By the end of this lab you will:
- find out about markup languages
- learn basic text formatting using R Markdown
- discover the powerful integration of
R
and text editing that R Markdown offers - learn how to write HTML, Word, and OpenOffice files purely in R Studio
2.2 What is R Markdown?
Well, it is a language - or a system - for telling computers how to process and format text. Unlike the more familiar WYSIWYG word processors/text editors, R Markdown (as well as other markup languages) uses plain text symbols for all formatting. In other words, there is no higlighting text and then clicking on a B icon to make it bold. What you do instead, that is the topic of today’s lab. At this point you might be thinking “why on Earth should I be learning this when I can just use the text editor on my computer?!”. That is a good question and the answer to it is that, when it comes to Rmd, its intergration with R Studio makes it an incredibly useful tool for wiriting documents that include the results of a statistical analysis or data visualisations.
2.3 Getting things ready
Before you do anything else, open R Studio and install the rmarkdown
package if you have not yet done so.
This package will enable you to convert files written in Rmd to output of your choice.
Task 1: Type exactly the following command into the console and press ↵ Enter:
install.packages("rmarkdown")
The best way to learn how R markdown (and programming languages really) works is to compare the source (your code) and the output and notice the relationships between the two. So let’s do that and take a look at what the Rmd version of this lab sheet looks like.
Task 2: Click on the Code ▾ button in the top-right corner of this document and select “Download Rmd”. Save the file in your “Week_02”1 folder.
R markdown files have the .Rmd extension after their names though it is possible that your computer is set up to hide file extensions (a setting we would encourage you to change). This file type should be automatically associated with R Studio on your computer. If your computer offers you a selection of programs to open the file in, just choose R Studio and tick the “always use this app/program to open files of this type” box, if there is one.

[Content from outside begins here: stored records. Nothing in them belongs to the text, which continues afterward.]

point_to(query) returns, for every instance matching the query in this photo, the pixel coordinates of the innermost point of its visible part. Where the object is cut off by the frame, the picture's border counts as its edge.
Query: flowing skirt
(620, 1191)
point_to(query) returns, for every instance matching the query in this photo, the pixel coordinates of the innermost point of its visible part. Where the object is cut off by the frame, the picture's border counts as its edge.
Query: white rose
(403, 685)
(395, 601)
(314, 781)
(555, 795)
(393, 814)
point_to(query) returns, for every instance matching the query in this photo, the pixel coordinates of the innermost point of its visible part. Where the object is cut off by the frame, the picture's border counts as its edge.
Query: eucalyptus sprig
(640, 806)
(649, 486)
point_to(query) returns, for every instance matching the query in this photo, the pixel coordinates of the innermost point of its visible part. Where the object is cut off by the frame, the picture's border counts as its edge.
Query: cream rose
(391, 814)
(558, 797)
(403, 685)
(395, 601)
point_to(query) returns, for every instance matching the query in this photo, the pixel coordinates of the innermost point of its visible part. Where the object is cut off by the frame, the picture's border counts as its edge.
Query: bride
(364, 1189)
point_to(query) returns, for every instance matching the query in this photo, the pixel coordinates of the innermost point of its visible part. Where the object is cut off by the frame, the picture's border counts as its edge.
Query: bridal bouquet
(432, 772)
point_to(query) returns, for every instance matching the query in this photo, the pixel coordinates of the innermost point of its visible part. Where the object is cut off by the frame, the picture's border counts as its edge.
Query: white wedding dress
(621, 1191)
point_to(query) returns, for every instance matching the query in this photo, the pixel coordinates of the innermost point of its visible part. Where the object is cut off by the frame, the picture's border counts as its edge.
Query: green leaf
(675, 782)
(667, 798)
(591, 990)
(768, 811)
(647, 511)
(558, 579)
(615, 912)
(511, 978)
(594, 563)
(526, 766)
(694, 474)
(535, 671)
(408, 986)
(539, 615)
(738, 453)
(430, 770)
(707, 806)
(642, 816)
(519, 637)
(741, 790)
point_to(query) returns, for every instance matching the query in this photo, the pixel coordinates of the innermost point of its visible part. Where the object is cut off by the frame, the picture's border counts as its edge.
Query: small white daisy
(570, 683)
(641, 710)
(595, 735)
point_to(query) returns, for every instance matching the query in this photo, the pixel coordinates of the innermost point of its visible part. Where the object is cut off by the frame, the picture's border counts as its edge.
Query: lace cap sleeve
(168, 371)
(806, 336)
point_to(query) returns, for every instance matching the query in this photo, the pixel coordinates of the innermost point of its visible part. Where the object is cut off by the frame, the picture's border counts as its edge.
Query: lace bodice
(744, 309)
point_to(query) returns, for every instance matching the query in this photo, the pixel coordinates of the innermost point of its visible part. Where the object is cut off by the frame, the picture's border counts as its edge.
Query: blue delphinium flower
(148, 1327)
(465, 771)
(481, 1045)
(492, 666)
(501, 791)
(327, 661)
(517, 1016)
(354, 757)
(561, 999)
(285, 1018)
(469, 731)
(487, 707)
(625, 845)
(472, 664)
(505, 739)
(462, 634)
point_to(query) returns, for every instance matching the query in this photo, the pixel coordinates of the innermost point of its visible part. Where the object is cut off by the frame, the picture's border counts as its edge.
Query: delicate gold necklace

Now, unless you have a two-screen setting where you can put windows side-by-side, you will have to frequently switch between your web browser and R Studio. To save time, here is a handy shortcut: Press Alt + ↹ Tab (Windows) or ⌘ Command + ⇥ Tab (Mac OS)2 to switch between the two most recently viewed windows. If you hold down the first of the two keys, you can toggle all currently open windows by pressing Tab multiple times.
Task 3: Open the Week02_Rmd_into.Rmd file (in R Studio) and try out switching between your browser and R Studio using the key shortcut.
2.4 R Markdown basics
Before we delve into the nitty-gritty of Rmd, let’s have a look at how to do some basic formatting you know from your text editor by comparing this section of the the lab sheet and its corresponding source file, note that you want to be working in your Rmd files. Below is what you you wil get as an output.
We can use # to identify heading and subheadings in our document.
2.5 Headings
First, lets look at how you would make headings using #:
# Section 1
## Subsection 1
### Sub subsection 1
2.6 Text
You can also vary the format of your text:
*italics*
returns italics
**bold**
returns bold
~~strikethrough~~
returns strikethrough
superscript^2
returns superscript^2
subscript^~2~
returns subscript^2
2.7 Tables
We can create the tables that summarise useful info.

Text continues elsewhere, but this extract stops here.